RL works in a dynamic environment, and the goal is to find the best sequence of actions that will generate the optimal outcome: collect the most reward. The Agent is the “brain” of the robot, a piece of software that explores, interacts with and learns from the environment, which is everything that exists outside of the agent. It is where the agent sends actions, and it is what generates rewards and observations. The reward function is what you want the agent to do and how you will reward it for doing what you want, it represents the “goodness” of an agent being in a particular state and taking a particular action. Thus, the agent takes in the state observations, the inputs, and maps them to actions, the outputs. This mapping is called the Policy. Given a set of observations, the policy decides which action to take, and the learning algorithm is the optimization method used to find the optimal policy. In Deep Reinforcement Learning, the Policy can be a Deep Neural Network, allowing us a more complex policy that can input thousands of states at once, and still come up with meaningful action.

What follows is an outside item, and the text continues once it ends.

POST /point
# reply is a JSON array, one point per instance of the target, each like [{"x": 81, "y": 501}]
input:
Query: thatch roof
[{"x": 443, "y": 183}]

The talk addresses the full workflow for Deep Reinforcement Learning: choosing an adequate environment, crafting a reward function, choosing a policy function, training and deployment. Using Model-Based Design, the talk demonstrates how to build and control a virtual biped humanoid robot in Simulink and leverages Deep Reinforcement Learning in MATLAB, specifically the Deep Deterministic Policy Gradient (DDPG), to successfully train the agent. Finally, we discuss how to deploy the optimal policies to the target hardware, using C/C++ or CUDA.